Pergunta: Como é a crônica que o senhor escreveu para a história da gravata?
Resposta:
O título era A Mágica Elegância de Meu Pai. Aquilo que ele fazia era uma mágica, aquele nó, que numa tira de seda ele transformava em uma linda gravata. E no final eu mesmo acabo comprando uma gravata borboleta, que já vem pronta.
Pergunta: O senhor falou da Rádio Clube, que tinha os programas, o senhor lembra dos cantores, das músicas que tocavam no rádio?
Resposta:
Meu pai gostava muito de música sertaneja, mas era mais Tonico e Tinoco que eram mais conhecidos.
Pergunta: Eles vinham muito ao ABC?
Resposta:
Vinham ao ABC. E tinha também as duplas locais, que não lembro os nomes.
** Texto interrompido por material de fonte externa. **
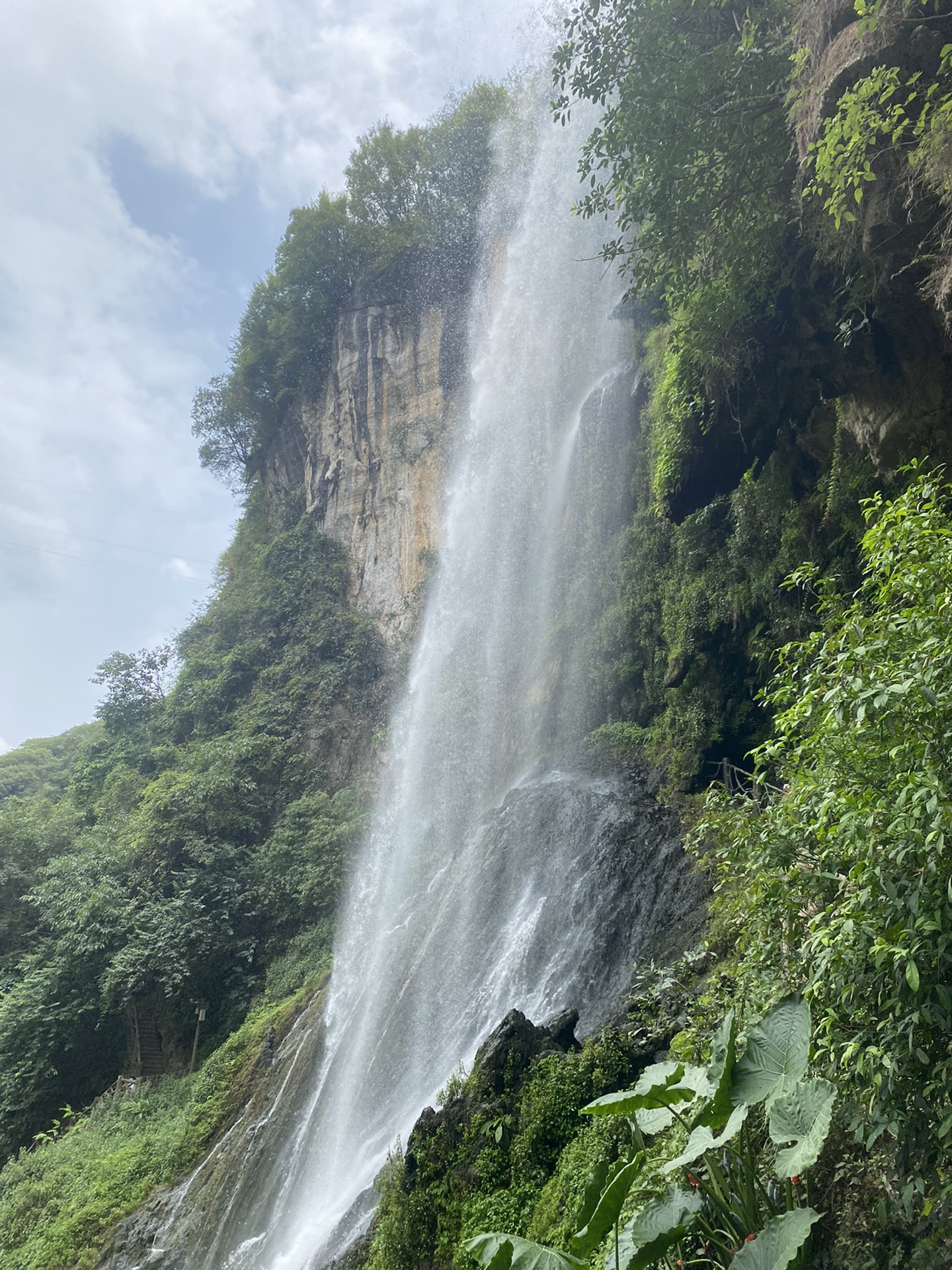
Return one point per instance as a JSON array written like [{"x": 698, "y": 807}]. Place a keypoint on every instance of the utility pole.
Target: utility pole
[{"x": 200, "y": 1010}]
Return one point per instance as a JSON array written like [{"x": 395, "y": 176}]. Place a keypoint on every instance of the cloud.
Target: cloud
[
  {"x": 177, "y": 568},
  {"x": 151, "y": 154}
]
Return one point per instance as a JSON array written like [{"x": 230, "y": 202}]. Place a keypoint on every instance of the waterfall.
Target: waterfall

Os mais famosos eram Tonico e Tonico.
Pergunta: E as lembranças de ouvir rádio em casa?
Resposta:
A gente ouvia pouco.
Pergunta: E tinha muitos homens que faziam o curso normal com o senhor?
Resposta:
Poucos.
Pergunta: Como era a questão dos homens nesse curso? Como era a relação na escola, a perspectiva de trabalhar como professores, para os homens?
Resposta:
Tinha meia dúzia na época, e três ou quatro que queriam realmente lecionar, outros dois ou três, como eu, a minha intenção era prosseguir o curso e fazer outra coisa, tanto que nunca me formei, só fiz estágio. Minha intenção era prosseguir, ao contrário do que meus pais queriam, não queria fazer faculdade de medicina, mas queria fazer faculdade de filosofia. Mas a vida acabou mudando e acabei não fazendo nem filosofia e nem medicina, mas acabei seguindo o jornalismo. A minha intenção... Era obrigado a fazer o curso intermediário depois do primário e antes da faculdade. Escolhi o curso normal porque era o mais fácil, estava mais à mão.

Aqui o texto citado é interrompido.